Didwania’s parents weren’t prepared for the media blitz that came with her birth. After several unsavoury exchanges with the press, including intrusive questions about their sex life, they retreated from the public glare completely.
Sometimes, Didwania wonders how different things would have been for Dr Mukherjee if her parents had been more forthcoming. “One can’t blame them though. Somehow my whole family was in the middle of a murky controversy... We were seen as accomplices in a fraud,” she says. Things were so bad that a few days after she was born, Didwania was sent to her grandmother’s place. To maintain her privacy, her grandfather even rustled up a name—“Durga”, since she was born on the first day of Durga Puja. “Everyone forgot in a couple of months. I didn’t grow up with people recognizing me or my name. And I didn’t speak out. It’s not like science is accorded that sort of importance in our country,” says Didwania.
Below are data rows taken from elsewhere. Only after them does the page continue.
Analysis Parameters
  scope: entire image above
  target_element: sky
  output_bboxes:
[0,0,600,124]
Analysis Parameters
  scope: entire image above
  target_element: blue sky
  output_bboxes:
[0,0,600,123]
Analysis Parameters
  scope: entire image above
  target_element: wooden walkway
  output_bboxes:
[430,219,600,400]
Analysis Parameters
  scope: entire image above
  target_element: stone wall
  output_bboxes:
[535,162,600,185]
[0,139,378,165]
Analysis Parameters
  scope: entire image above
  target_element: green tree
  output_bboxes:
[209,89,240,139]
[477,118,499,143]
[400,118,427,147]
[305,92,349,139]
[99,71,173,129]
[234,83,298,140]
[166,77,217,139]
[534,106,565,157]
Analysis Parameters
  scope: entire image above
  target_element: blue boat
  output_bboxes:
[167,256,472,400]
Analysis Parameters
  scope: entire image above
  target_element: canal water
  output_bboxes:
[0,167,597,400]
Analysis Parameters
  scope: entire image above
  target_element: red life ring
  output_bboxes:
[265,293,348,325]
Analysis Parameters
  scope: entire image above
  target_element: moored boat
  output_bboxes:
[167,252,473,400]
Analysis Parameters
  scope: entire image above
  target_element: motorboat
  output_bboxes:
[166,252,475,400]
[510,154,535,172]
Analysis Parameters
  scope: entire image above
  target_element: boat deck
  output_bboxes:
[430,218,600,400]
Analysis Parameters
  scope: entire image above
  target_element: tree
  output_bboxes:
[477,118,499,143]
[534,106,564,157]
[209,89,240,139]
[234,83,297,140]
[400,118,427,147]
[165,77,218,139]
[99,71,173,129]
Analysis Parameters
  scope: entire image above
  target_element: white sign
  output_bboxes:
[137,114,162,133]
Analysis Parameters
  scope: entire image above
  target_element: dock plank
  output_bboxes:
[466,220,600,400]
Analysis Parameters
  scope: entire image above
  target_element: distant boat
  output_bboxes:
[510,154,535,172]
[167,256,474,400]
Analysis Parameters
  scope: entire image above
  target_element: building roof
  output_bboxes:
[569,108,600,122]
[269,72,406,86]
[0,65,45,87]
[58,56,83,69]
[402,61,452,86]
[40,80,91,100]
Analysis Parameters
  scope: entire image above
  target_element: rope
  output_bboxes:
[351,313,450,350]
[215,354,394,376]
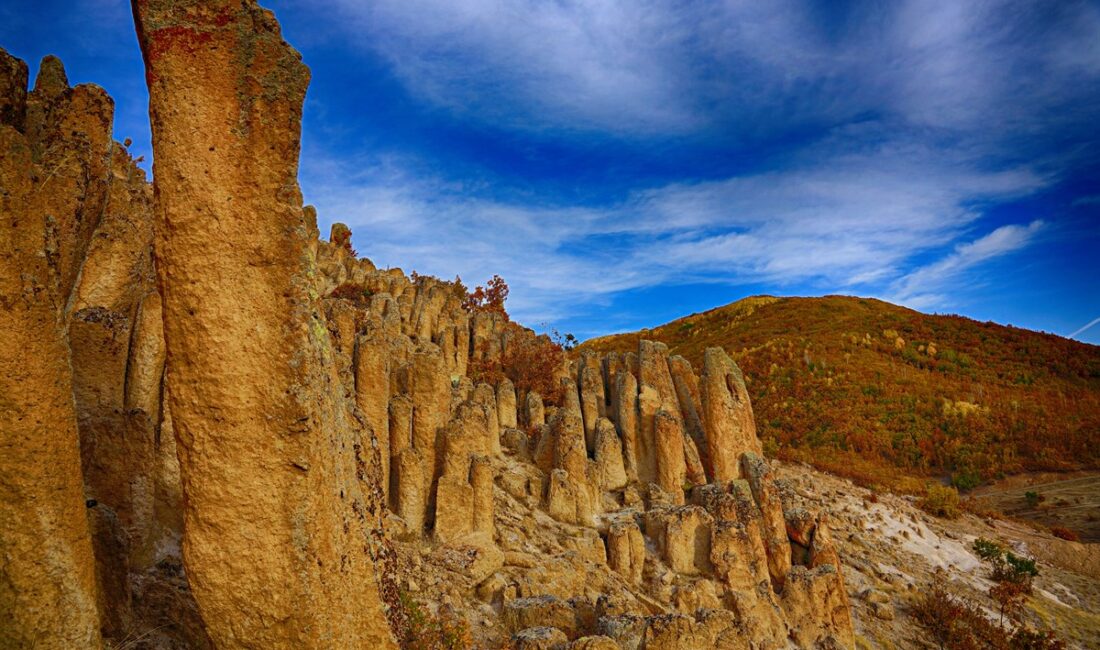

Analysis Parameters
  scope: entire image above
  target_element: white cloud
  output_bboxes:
[308,0,1100,139]
[891,219,1044,309]
[304,140,1051,323]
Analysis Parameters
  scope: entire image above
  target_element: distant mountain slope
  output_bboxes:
[581,296,1100,487]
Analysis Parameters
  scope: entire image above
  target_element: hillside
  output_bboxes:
[580,296,1100,487]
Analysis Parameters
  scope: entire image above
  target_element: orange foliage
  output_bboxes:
[469,326,565,406]
[581,296,1100,489]
[457,275,508,320]
[329,283,371,308]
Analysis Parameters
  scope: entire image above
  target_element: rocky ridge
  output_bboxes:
[0,0,854,649]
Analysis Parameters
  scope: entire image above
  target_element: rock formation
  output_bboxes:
[0,49,109,648]
[134,0,395,648]
[0,0,854,650]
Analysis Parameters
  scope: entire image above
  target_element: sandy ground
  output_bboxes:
[779,464,1100,648]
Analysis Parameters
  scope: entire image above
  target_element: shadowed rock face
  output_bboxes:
[133,0,395,648]
[0,44,100,648]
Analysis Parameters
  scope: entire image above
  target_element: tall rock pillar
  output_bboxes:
[0,49,100,649]
[133,0,396,649]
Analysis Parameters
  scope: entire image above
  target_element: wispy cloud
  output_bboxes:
[891,219,1044,309]
[283,0,1100,336]
[1066,318,1100,339]
[305,139,1049,322]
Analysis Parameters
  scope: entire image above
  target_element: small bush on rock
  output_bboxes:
[329,283,371,308]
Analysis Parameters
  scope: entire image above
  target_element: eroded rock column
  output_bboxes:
[0,49,100,648]
[133,0,396,648]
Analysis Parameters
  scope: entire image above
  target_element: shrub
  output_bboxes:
[398,592,473,650]
[329,283,371,308]
[952,470,981,491]
[913,571,1007,650]
[469,328,565,406]
[1051,526,1081,541]
[462,275,508,320]
[913,571,1066,650]
[917,484,959,519]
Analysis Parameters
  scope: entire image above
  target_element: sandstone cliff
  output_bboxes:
[0,0,854,649]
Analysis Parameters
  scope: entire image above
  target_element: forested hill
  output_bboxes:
[580,296,1100,487]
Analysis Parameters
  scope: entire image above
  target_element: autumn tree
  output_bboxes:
[462,275,508,320]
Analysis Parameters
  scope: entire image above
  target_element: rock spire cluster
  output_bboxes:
[0,0,854,650]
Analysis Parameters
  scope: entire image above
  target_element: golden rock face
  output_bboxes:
[135,0,396,648]
[0,51,100,648]
[0,0,853,649]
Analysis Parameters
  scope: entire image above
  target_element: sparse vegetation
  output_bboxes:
[581,296,1100,492]
[399,592,473,650]
[462,275,508,320]
[1051,526,1081,541]
[329,283,371,308]
[919,485,959,519]
[913,571,1066,650]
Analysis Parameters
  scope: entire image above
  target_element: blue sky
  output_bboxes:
[0,0,1100,343]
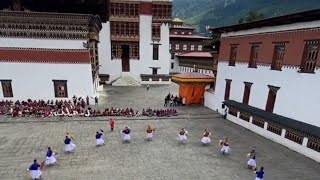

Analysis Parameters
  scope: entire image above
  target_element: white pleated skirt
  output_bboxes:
[29,170,42,179]
[201,137,211,144]
[122,134,131,141]
[147,133,153,139]
[178,135,188,141]
[96,137,104,146]
[46,153,57,165]
[65,143,76,152]
[221,146,230,154]
[248,159,257,167]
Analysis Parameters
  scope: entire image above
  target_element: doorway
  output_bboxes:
[121,45,130,72]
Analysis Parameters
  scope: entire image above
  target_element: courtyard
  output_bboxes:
[0,84,320,180]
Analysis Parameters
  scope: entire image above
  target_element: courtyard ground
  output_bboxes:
[0,84,320,180]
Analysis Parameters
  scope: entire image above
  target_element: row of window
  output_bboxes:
[169,44,202,51]
[224,79,280,113]
[0,80,68,98]
[229,40,320,73]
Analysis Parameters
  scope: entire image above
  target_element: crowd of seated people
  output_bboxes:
[142,108,178,117]
[0,98,86,117]
[84,107,139,117]
[164,93,186,106]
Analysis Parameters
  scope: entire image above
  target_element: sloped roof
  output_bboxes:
[177,52,212,58]
[0,48,90,64]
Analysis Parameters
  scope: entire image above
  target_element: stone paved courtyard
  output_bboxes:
[0,85,320,180]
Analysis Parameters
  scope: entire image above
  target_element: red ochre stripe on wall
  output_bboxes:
[0,49,90,64]
[140,2,152,15]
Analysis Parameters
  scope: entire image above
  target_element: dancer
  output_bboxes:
[64,136,76,152]
[121,127,131,143]
[220,138,230,155]
[96,129,104,146]
[254,167,264,180]
[201,129,211,145]
[178,128,188,143]
[146,126,154,141]
[247,149,257,170]
[27,159,42,180]
[110,118,115,131]
[46,147,57,165]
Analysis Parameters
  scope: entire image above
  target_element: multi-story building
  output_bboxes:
[99,0,172,85]
[0,11,102,100]
[169,18,214,74]
[205,10,320,161]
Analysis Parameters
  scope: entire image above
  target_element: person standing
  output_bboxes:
[96,129,104,146]
[94,96,99,106]
[46,147,57,165]
[254,167,264,180]
[201,129,211,145]
[109,118,115,132]
[28,159,42,179]
[146,126,154,141]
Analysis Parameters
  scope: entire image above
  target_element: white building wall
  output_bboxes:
[205,62,320,127]
[0,63,96,100]
[0,38,87,49]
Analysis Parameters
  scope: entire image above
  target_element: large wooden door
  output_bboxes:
[121,45,130,72]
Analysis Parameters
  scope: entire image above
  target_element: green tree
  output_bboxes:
[238,11,265,24]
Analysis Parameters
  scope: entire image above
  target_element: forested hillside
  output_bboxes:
[173,0,320,32]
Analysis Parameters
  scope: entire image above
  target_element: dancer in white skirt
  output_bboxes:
[247,149,257,170]
[220,138,230,155]
[146,126,154,141]
[28,159,42,180]
[64,136,76,152]
[121,127,131,143]
[46,147,57,165]
[96,129,104,146]
[178,128,188,143]
[201,129,211,145]
[254,167,264,180]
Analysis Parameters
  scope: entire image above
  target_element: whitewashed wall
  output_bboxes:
[227,112,320,162]
[205,62,320,127]
[0,38,87,49]
[0,62,95,100]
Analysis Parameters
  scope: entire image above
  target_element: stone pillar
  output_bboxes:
[281,129,287,138]
[302,137,309,147]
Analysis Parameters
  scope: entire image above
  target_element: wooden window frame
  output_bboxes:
[152,44,160,60]
[0,79,13,98]
[248,43,260,68]
[271,43,286,71]
[229,45,238,66]
[224,79,232,101]
[299,39,320,73]
[242,82,253,105]
[52,80,68,98]
[265,85,280,113]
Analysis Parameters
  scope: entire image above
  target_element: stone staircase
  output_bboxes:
[112,74,141,86]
Whatever Didwania’s childhood laments might be, her 25th birthday in 2003—also the 25th anniversary of IVF in India—more than compensated for it. She was flown to Bangalore to be “honoured” at a big conference on IVF that Dr Kumar had organized.
India has an estimated 19-20 million infertile couples, according to the World Health Organisation. Though only 10-15% of them can undergo IVF, it is still a Rs1,000 crore business in India, according to some reports. The recognition for Dr Mukherjee came late but a close circle of friends and supporters are doing their best to secure it for posterity.
Apart from his work in assisted reproduction, Dr Mukherjee was ahead of his time in exploring ways to address family planning and studying transsexuals. Indira Chowdhury, a former archivist at the Tata Institute of Fundamental Research (TIFR) in Mumbai, campaigned to include him in the comprehensive Dictionary of Medical Biography published by Greenwood Press in 2006. His works were discussed in detail at an IVF conference organized by the Brazilian Medical Society in Sao Paulo in 2007. Dr Mukherji and several others also set up the Dr Subhas Mukherjee Memorial Reproductive Biology Research Centre in Kolkata a few years ago and they maintain a website that serves as a resource guide to his work: www.drsubhasmukherjee.com
Neither Dr Mukherji nor Dr Mukherjee’s wife, Namita, hold a grudge against the Agarwals for not having spoken out. In fact, Didwania speaks fondly of the two of them as family friends. She recalls how, even after Dr Mukherjee died, Namita would drop by ever so often at the Agarwals’ house to meet “Durga”, her husband’s only child.